La stéatose correspond à une accumulation excessive de lipides dans les cellules du foie.

Lorsqu’elle est associée à au moins un facteur de risque cardiométabolique et qu’une autre cause dominante n’explique pas l’atteinte hépatique, elle entre aujourd’hui dans le cadre de la MASLD.

Cette nouvelle appellation remplace progressivement « stéatose hépatique non alcoolique » ou NAFLD.

Elle insiste sur ce qui caractérise le plus souvent la maladie : un terrain métabolique déséquilibré, comprenant, selon les personnes :

  • adiposité abdominale,
  • insulinorésistance,
  • glycémie élevée,
  • hypertension,
  • anomalies des lipides sanguins.

Une simple stéatose ne signifie pas automatiquement que le foie est gravement malade.

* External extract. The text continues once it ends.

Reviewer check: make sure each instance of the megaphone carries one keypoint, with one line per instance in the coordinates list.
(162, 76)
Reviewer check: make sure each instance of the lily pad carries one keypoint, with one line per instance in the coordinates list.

  • Chez une partie des personnes, elle reste relativement stable.
  • Chez d’autres, elle s’accompagne d’inflammation et de lésions des hépatocytes : on parle alors de MASH.

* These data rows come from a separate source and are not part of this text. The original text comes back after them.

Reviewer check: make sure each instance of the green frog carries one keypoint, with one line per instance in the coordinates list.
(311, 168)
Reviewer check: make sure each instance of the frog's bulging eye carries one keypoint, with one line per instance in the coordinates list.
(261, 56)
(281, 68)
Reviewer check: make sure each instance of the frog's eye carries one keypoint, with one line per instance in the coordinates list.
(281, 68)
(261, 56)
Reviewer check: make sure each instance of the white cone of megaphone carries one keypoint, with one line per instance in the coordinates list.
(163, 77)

La progression vers la fibrose, puis parfois la cirrhose, constitue l’enjeu pronostique principal.

Comment l’insuline agit-elle normalement sur le foie ?

Après un repas, l’élévation de la glycémie stimule la sécrétion d’insuline par le pancréas.

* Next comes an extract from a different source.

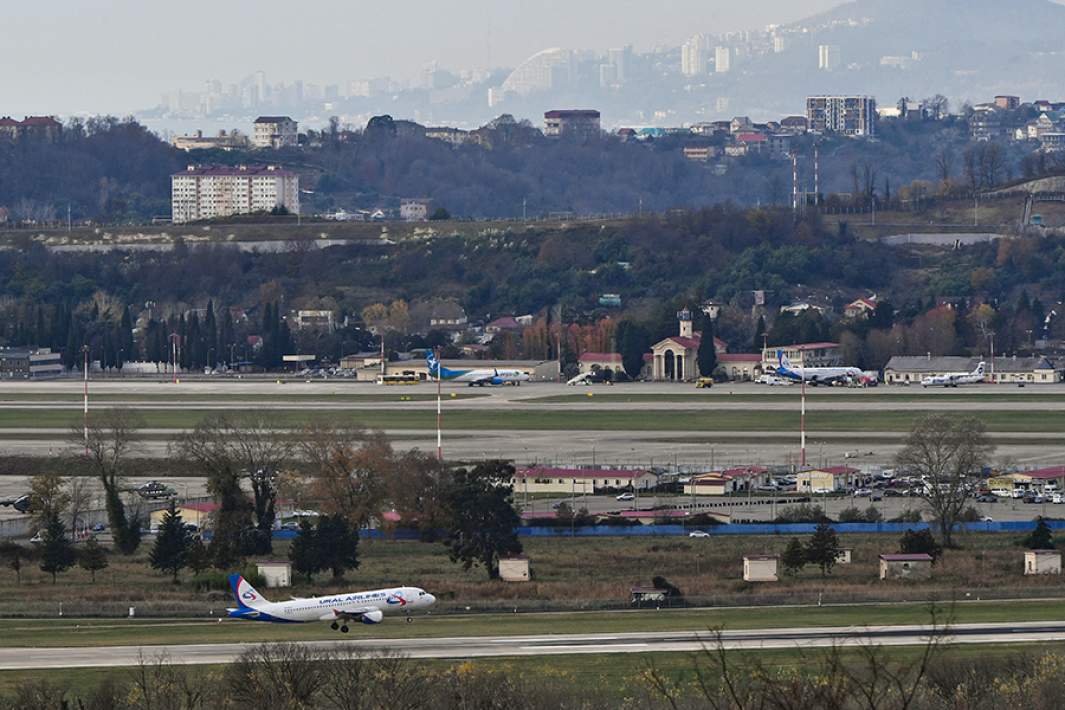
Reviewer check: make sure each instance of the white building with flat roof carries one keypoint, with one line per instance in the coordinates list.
(222, 191)
(275, 132)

Cette hormone envoie plusieurs messages coordonnés :

  • elle aide le muscle et le tissu adipeux à capter ou stocker les nutriments,
  • elle freine la libération d’acides gras par le tissu adipeux,
  • elle réduit la production de glucose par le foie,
  • elle favorise, lorsque l’énergie est abondante, le stockage et la synthèse de lipides.

L’insuline n’est donc pas seulement « l’hormone du sucre ».

Elle coordonne aussi le métabolisme des graisses.

Insulinorésistance, des dérèglements en chaine

Première étape : le tissu adipeux libère trop d’acides gras

Quand les adipocytes deviennent résistants à l’insuline, celle-ci freine moins bien la lipolyse, c’est-à-dire la libération des graisses stockées.

 Davantage d’acides gras non estérifiés (ou AG libres) circulent alors dans le sang et vont arriver au foie.

Ce flux est particulièrement important en présence de graisse viscérale.

En savoir plus sur la graisse viscérale

Mais une MASLD peut également exister chez une personne sans obésité apparente.

La répartition du tissu adipeux, sa capacité de stockage, la masse musculaire, la génétique et l’origine ethnique modifient le risque individuel.

Le foie reçoit ainsi plus de lipides qu’il ne peut en oxyder ou en exporter sous forme de VLDL.

Il va alors les stocker directement sous forme de triglycérides.

Deuxième étape : le foie fabrique lui-même davantage de graisses

Le foie ne se contente pas de capter les acides gras circulants.

Il peut aussi fabriquer des acides gras à partir de substrats énergétiques, notamment du glucose : c’est la "lipogenèse de novo".

Dans l’insulinorésistance hépatique, un phénomène apparemment paradoxal apparaît :

  • L’insuline ne parvient plus à freiner correctement la production hépatique de glucose...
  • mais certaines voies lipogéniques restent actives. 

Le foie peut donc continuer à produire trop de glucose et, simultanément, fabriquer des graisses.

L’hyperinsulinémie compensatrice entretient alors la stimulation lipogénique. 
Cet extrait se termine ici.